Vier Auszeichnungen für soziales Bürgerengagement gehen nach Osthessen 

In Wiesbaden geehrt: Monika Krah, Margot Kraft, Hanns-Uwe Theele und "Leben und Arbeiten in Poppenhausen" 

Fulda/Hosenfeld/Poppenhausen - An neun Gruppen und acht Einzelpersonen hat Sozial- und Integrationsminister Kai Klose  am Internationalen Tag des Ehrenamts   in Wiesbaden die Landesauszeichnungen für soziales Bürgerengagement verliehen. Unter den Geehrten waren auch drei Einzelpersonen beziehungsweise eine  Gruppe aus dem Kreis Fulda.

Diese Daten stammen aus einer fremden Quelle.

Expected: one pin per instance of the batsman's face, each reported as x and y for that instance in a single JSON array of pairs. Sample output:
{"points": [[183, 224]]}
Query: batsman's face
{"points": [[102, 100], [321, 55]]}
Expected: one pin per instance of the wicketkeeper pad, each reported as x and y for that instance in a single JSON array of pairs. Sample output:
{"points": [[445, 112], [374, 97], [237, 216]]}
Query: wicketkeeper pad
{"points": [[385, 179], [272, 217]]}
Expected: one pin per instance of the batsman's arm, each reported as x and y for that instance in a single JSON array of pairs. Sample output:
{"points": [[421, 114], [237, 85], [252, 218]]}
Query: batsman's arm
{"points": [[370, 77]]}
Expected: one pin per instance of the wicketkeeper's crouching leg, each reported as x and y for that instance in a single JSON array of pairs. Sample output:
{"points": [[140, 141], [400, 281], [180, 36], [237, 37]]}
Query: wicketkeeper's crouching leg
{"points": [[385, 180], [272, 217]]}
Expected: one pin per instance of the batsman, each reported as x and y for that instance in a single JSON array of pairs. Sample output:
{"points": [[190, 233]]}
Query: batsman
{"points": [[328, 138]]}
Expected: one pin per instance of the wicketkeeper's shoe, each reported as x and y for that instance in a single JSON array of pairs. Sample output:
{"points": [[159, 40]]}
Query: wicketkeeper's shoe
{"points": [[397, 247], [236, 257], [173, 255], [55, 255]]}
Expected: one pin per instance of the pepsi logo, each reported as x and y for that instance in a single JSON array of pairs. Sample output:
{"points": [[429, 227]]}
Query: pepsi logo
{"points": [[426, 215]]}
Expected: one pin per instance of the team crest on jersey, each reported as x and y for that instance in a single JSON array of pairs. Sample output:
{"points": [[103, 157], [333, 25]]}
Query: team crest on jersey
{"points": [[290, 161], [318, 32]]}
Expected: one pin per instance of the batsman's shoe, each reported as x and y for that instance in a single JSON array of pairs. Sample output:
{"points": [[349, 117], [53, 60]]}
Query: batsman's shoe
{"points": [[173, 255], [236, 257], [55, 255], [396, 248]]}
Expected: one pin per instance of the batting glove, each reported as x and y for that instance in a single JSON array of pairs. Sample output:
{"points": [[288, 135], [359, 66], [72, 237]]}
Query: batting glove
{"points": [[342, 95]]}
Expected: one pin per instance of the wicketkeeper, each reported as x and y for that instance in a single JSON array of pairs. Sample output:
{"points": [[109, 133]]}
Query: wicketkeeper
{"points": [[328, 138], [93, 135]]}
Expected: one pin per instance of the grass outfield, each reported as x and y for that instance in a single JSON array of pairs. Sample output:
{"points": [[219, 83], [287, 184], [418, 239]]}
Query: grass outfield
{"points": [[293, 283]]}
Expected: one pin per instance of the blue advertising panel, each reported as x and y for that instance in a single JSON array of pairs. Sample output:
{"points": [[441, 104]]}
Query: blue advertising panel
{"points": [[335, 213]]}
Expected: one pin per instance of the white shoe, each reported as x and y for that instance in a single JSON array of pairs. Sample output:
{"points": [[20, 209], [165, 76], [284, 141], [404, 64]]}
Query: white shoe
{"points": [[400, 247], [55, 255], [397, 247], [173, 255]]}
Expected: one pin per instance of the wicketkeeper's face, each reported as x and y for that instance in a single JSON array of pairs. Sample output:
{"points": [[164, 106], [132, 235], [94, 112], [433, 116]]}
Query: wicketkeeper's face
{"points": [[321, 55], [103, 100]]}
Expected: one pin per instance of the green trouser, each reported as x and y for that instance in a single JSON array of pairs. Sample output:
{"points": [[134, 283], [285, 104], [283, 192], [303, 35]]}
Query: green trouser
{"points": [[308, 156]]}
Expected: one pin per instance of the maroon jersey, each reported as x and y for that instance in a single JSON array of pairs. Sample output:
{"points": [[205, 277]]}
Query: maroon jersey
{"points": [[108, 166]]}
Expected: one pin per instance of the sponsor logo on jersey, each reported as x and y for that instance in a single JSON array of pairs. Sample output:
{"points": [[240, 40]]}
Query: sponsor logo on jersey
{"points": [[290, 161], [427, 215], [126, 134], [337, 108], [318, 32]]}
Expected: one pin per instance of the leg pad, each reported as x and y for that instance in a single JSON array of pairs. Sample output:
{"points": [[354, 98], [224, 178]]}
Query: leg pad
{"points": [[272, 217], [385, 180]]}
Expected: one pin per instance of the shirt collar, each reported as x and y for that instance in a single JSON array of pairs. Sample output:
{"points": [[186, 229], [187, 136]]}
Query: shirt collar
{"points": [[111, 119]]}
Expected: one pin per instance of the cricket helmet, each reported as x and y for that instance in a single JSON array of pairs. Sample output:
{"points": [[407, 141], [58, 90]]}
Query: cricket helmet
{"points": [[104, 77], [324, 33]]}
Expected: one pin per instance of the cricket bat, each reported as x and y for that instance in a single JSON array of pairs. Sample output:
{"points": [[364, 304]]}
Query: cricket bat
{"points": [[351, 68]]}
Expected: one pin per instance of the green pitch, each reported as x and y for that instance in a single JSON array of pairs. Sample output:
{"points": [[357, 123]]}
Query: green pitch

In diesem Jahr lagen der Jury 135 Bewerbungen vor. Dies mache deutlich, in welchem Ausmaß und in welchen vielfältigen Bereichen hessische Bürgerinnen und Bürger ehrenamtlich tätig seien und sich in herausragender Weise engagierten. Die Geehrten erhalten neben der Landesauszeichnung „Soziales Bürgerengagement“ in Form einer Skulptur auch ein finanzielles Dankeschön in Höhe von 500 Euro für ihren Verein oder Organisation.

Einzelpersonen

Monika Krah:

In Blankenau, einem Ortsteil der Gemeinde Hosenfeld,  wurde ein ehemaliges Altenheim zu einer Gemeinschaftsunterkunft für Flüchtlinge mit einer Kapazität von bis zu 75 Plätzen umfunktioniert. Relativ schnell bildete sich ein kleiner Kreis von engagierten Personen, die sich von Beginn an um die Flüchtlinge und deren Integration vor Ort und vor allem im Ort bemühten.  Monika Krah war von Beginn an unermüdlich im Einsatz war und ist das bis heute ist. Mit ihrem Engagement habe sie auch maßgeblich zur Umsetzung vieler Projekte und Aktionen beigetragen.

Margot Kraft:

Obwohl sie keine Angehörigen im Alten- und Pflegeheim St. Elisabeth in Hosenfeld hat, engagiert sich Margot Kraft seit über fünf Jahren täglich dort, um ehrenamtlich und unentgeltlich die dort lebenden Menschen zu betreuen. Sie geht mit den Bewohnerinnen und Bewohnern spazieren, singt mit ihnen, liest ihnen vor, hilft bei der Essensaufnahme oder unterhält sich ganz einfach nur mit ihnen. Durch die tägliche Anwesenheit von ihr würden nicht nur die Bewohnerinnen und Bewohner unterhalten und umsorgt, sondern auch das Pflegepersonal und die Angehörigen unterstützt.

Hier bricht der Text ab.